The convicted sex offender purchased the 90-acre Little St James nearly 25 years ago for almost $8 million.

Little St. James Island, one of the properties of financier Jeffrey Epstein, near Charlotte Amalie, U.S. Virgin Islands, Aug. 17, 2019. (Reuters/Marco Bello)
Little St. James Island, one of the properties of financier Jeffrey Epstein, near Charlotte Amalie, U.S. Virgin Islands, Aug. 17, 2019. (Reuters/Marco Bello)

The two islands that he owned were Little St. James and Great St. James, located about two miles from St. Thomas, a larger island with a population of around 50,000.

According to a January 2020 lawsuit filed by the U.S. Virgin Islands, Epstein purchased Little St. James in the late 1990s “as the perfect hideway (sic) for trafficking young women and underage girls for sexual servitude, child abuse, and sexual assault.”
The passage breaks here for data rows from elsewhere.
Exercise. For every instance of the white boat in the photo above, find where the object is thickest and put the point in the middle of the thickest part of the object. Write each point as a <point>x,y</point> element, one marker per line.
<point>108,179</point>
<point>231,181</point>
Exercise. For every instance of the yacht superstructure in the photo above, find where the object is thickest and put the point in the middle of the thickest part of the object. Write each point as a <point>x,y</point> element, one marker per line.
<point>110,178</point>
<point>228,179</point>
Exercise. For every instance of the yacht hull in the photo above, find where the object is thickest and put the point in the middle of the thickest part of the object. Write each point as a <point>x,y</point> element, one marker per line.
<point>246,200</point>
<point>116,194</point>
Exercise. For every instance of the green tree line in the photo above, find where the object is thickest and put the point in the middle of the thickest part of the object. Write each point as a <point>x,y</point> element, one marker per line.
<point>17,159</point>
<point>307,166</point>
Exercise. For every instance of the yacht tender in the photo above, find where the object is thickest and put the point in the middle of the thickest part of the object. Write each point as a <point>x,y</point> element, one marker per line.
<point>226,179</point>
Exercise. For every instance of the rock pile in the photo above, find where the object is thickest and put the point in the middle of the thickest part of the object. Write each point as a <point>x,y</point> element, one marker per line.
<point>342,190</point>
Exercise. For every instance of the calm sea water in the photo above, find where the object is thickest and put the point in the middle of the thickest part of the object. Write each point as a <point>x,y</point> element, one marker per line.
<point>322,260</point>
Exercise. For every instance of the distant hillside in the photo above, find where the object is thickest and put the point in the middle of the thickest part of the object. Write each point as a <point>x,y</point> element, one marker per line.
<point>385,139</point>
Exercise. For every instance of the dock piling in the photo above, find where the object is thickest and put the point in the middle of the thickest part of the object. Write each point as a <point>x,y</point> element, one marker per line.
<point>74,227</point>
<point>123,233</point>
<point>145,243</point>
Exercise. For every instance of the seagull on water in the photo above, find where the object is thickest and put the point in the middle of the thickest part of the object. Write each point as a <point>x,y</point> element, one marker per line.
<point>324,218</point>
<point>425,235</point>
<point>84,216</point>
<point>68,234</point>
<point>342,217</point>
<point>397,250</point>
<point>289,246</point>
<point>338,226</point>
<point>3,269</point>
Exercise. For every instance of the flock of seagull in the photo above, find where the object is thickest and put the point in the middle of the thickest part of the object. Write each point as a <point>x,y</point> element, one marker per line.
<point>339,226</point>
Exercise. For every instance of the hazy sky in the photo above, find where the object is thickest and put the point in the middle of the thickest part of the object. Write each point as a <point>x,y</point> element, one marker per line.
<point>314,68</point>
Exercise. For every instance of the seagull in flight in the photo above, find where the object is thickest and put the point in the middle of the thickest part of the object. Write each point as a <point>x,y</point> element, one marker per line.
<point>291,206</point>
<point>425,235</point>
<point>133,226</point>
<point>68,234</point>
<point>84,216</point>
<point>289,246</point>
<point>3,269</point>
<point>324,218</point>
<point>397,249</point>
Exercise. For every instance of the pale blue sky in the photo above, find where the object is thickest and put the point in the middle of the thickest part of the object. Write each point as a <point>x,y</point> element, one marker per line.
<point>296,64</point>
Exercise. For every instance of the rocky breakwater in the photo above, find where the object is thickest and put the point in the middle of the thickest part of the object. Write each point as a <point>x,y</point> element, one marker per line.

He reportedly bought it for nearly $8 million before going on to buy Great St. James for more than $20 million in 2016, the lawsuit alleged.

Both islands are located around two miles from St. Thomas, a larger island with a population of around 50,000.

The Wall Street Journal reported that the two islands could be sold for as much as $125 million.

Epstein’s Little St James island allegedly welcomed a string of high-profile guests over the years. One of Epstein’s alleged victims, Virginia Giuffre, has claimed in a lawsuit that Epstein arranged for Prince Andrew to sexually abuse her when she was 17, and that the embattled royal sexually assaulted her in the U.S. Virgin Islands, as well as New York, and London.

The Duke of York has denied all allegations against him and told the BBC in a 2019 interview that he had “no recollection” of ever meeting Giuffre, despite photographic evidence showing the two together.

Andrew was stripped of his military titles and charities in January and they were returned to the Queen, Buckingham Palace officials said.

In February, the royal settled the lawsuit with Giuffre, although the details of the settlement were not disclosed.

Epstein’s New York townhouse sold for just under $50 million in 2021, The New York Post reported.